Het oudste verhaal over Dido is geschreven door Timaeus. Hij was een oude Griekse historicus die leefde in de 3e eeuw voor Christus. Honderd jaar later schreef een Romeinse historicus, Pompeius Trogus, over haar. Zijn verhaal over haar is nu verloren gegaan, maar een latere Romeinse historicus, Justin, schreef een samenvatting van Trogus’ verhaal. In de verhalen van Timaeus en Trogus was Dido de dochter van de koning van Tyrus (een stad in het land dat nu bekend staat als Libanon). Zij was getrouwd met Acerbas die een priester van Hercules was. Toen Dido’s broer Pygmalion Acerbas doodde, liep Dido weg. Ze nam een deel van haar volk met zich mee. Ze gingen eerst naar Cyprus, en toen naar de noordkust van Afrika in de plaats die nu Tunesië heet.
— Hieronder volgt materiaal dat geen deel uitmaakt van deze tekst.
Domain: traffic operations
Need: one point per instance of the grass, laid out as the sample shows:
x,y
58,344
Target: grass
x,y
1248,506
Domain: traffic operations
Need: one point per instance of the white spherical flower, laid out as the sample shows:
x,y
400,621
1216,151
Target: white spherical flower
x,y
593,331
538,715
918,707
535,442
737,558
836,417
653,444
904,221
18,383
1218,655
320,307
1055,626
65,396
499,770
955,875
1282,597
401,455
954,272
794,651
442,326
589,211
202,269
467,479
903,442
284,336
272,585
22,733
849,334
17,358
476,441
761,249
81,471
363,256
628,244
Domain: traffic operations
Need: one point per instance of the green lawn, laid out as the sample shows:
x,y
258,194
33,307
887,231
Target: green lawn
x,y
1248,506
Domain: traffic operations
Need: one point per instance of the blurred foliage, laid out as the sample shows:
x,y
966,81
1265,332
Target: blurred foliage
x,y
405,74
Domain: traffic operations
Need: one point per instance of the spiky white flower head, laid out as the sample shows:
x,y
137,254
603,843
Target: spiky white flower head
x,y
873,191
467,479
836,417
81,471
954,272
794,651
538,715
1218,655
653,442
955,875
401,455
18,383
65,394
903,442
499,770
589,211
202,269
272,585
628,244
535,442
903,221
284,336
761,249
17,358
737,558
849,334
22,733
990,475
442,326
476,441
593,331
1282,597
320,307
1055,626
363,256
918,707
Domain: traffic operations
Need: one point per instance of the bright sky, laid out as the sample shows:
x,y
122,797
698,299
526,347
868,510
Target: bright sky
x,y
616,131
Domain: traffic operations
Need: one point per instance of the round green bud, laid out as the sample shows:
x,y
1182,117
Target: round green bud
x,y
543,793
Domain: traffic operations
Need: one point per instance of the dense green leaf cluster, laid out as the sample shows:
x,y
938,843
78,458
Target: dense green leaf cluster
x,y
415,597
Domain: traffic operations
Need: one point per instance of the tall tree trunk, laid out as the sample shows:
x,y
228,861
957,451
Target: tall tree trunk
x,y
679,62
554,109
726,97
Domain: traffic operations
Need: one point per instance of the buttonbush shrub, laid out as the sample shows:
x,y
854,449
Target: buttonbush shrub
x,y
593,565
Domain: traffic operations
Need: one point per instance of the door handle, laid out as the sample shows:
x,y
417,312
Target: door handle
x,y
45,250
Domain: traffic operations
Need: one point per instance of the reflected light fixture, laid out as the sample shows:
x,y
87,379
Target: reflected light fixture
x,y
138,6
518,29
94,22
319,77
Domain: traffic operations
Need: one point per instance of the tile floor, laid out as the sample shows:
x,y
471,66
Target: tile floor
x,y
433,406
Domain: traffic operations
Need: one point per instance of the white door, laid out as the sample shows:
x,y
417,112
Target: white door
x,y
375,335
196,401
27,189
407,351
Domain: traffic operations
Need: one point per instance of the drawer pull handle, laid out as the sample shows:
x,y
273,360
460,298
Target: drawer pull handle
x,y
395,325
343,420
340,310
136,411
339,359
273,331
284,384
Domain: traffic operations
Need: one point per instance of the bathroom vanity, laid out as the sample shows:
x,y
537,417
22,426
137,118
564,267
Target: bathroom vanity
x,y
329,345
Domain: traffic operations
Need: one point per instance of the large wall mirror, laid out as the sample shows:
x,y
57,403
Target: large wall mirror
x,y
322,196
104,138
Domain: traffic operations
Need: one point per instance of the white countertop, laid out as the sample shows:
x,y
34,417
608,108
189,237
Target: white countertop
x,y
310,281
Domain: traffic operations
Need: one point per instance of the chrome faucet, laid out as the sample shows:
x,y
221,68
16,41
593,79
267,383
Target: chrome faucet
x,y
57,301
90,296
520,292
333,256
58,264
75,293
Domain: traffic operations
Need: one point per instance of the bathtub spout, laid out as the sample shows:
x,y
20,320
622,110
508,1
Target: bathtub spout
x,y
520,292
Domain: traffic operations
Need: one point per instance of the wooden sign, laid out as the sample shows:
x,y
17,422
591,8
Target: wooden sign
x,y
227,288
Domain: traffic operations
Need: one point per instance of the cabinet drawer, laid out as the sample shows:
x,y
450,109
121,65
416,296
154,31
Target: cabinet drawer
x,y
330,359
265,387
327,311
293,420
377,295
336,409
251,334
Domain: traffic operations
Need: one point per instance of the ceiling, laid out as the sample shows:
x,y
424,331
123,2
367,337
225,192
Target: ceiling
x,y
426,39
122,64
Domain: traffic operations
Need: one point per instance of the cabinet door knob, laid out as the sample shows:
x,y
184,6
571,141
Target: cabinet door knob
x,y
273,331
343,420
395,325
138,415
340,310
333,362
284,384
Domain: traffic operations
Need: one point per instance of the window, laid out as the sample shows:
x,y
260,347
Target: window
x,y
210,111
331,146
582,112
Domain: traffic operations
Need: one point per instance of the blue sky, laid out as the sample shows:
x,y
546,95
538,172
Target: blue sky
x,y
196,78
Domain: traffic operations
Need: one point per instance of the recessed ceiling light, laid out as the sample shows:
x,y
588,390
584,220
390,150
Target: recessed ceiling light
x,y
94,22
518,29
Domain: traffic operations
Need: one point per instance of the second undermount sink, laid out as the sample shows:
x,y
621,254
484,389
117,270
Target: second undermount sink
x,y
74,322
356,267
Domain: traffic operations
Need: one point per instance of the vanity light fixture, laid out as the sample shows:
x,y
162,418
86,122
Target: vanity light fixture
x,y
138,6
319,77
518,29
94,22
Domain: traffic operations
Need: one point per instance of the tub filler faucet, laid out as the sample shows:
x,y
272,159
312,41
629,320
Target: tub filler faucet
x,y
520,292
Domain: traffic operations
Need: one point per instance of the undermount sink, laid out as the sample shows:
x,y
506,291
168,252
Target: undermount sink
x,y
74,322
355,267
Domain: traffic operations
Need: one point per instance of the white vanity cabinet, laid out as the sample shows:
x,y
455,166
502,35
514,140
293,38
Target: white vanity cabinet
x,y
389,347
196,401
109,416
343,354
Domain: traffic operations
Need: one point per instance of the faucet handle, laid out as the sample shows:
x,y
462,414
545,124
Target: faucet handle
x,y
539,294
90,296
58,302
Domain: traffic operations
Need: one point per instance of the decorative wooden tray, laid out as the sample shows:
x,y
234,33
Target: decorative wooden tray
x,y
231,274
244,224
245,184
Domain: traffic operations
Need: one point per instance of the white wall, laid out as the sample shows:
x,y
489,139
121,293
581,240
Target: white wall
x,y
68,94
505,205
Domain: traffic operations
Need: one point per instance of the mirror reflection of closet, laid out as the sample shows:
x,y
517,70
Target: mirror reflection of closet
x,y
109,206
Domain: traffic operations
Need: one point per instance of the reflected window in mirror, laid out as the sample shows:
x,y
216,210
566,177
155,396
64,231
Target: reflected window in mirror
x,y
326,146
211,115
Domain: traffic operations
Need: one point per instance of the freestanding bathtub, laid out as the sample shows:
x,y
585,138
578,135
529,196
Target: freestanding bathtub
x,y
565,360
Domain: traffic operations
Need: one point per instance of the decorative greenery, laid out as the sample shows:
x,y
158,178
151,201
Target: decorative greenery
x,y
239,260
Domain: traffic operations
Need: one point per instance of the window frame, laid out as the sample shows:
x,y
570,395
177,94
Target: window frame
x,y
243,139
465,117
Toen ze in Afrika aankwamen, vroeg Dido aan de Berberse heerser, een man genaamd Iarbus, of ze wat land mocht kopen om voor haar volk een stad te stichten. Hij zei dat ze zoveel land kon kopen als ze kon bedekken met de huid van een dode os. Ze zei tegen haar volk dat ze de huid in heel dunne reepjes moesten snijden. Ze legden alle stroken uit om de grenzen aan te geven. Zo kregen ze een heel groot stuk land. Dido en haar volk bouwden een stad op het land. De stad kreeg de naam Carthago, en Dido was de eerste koningin. Carthago groeide en werd een zeer rijke stad. Ook veel Berbers gingen er wonen.
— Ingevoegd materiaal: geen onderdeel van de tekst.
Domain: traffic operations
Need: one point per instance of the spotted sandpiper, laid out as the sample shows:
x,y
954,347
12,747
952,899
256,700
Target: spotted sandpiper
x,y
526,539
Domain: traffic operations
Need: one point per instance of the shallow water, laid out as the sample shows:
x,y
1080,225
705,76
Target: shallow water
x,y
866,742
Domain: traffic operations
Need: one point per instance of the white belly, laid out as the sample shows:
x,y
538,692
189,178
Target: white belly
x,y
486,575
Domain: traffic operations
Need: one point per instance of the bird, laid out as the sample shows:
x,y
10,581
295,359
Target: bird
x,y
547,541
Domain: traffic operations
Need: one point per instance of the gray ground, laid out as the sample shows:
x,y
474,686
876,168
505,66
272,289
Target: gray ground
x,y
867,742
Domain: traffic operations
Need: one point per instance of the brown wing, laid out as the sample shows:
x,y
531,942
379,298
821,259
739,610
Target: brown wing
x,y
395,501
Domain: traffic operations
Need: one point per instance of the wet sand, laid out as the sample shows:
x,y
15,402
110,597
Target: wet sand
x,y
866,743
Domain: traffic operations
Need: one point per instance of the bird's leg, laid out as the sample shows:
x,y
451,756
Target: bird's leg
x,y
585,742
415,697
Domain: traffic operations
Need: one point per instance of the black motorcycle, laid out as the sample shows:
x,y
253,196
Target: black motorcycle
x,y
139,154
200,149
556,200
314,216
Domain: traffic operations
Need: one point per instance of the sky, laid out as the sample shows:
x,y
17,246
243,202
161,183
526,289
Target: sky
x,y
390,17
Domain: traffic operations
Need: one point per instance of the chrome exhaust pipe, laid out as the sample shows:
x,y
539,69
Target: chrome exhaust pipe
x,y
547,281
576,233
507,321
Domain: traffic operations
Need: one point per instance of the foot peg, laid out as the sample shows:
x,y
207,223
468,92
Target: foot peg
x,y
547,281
Toen hij zag wat een rijke stad Carthago was, wilde Iarbus met Dido trouwen. Hij zei haar dat als ze niet met hem trouwde, hij oorlog zou voeren tegen Carthago. Dido wilde niet met Iarbus trouwen. Zij hield nog steeds van haar man Acerbas (Sychaeus). Voor haar huwelijk met Iarbus, maakte ze een groot vuur. Ze vertelde hem dat het vuur een ceremonie was om Acerbas te eren. Ze zei dat als de ceremonie afgelopen was, Iarbus haar nieuwe man zou zijn. In plaats daarvan klom ze op de brandstapel waar het vuur brandde. Toen doodde ze zichzelf met een zwaard. Na haar dood vereerde het volk van Carthago haar als een godin. Carthago bleef 600 jaar lang een zeer rijke en machtige stad. Ze werd in 146 voor Christus door Rome verwoest.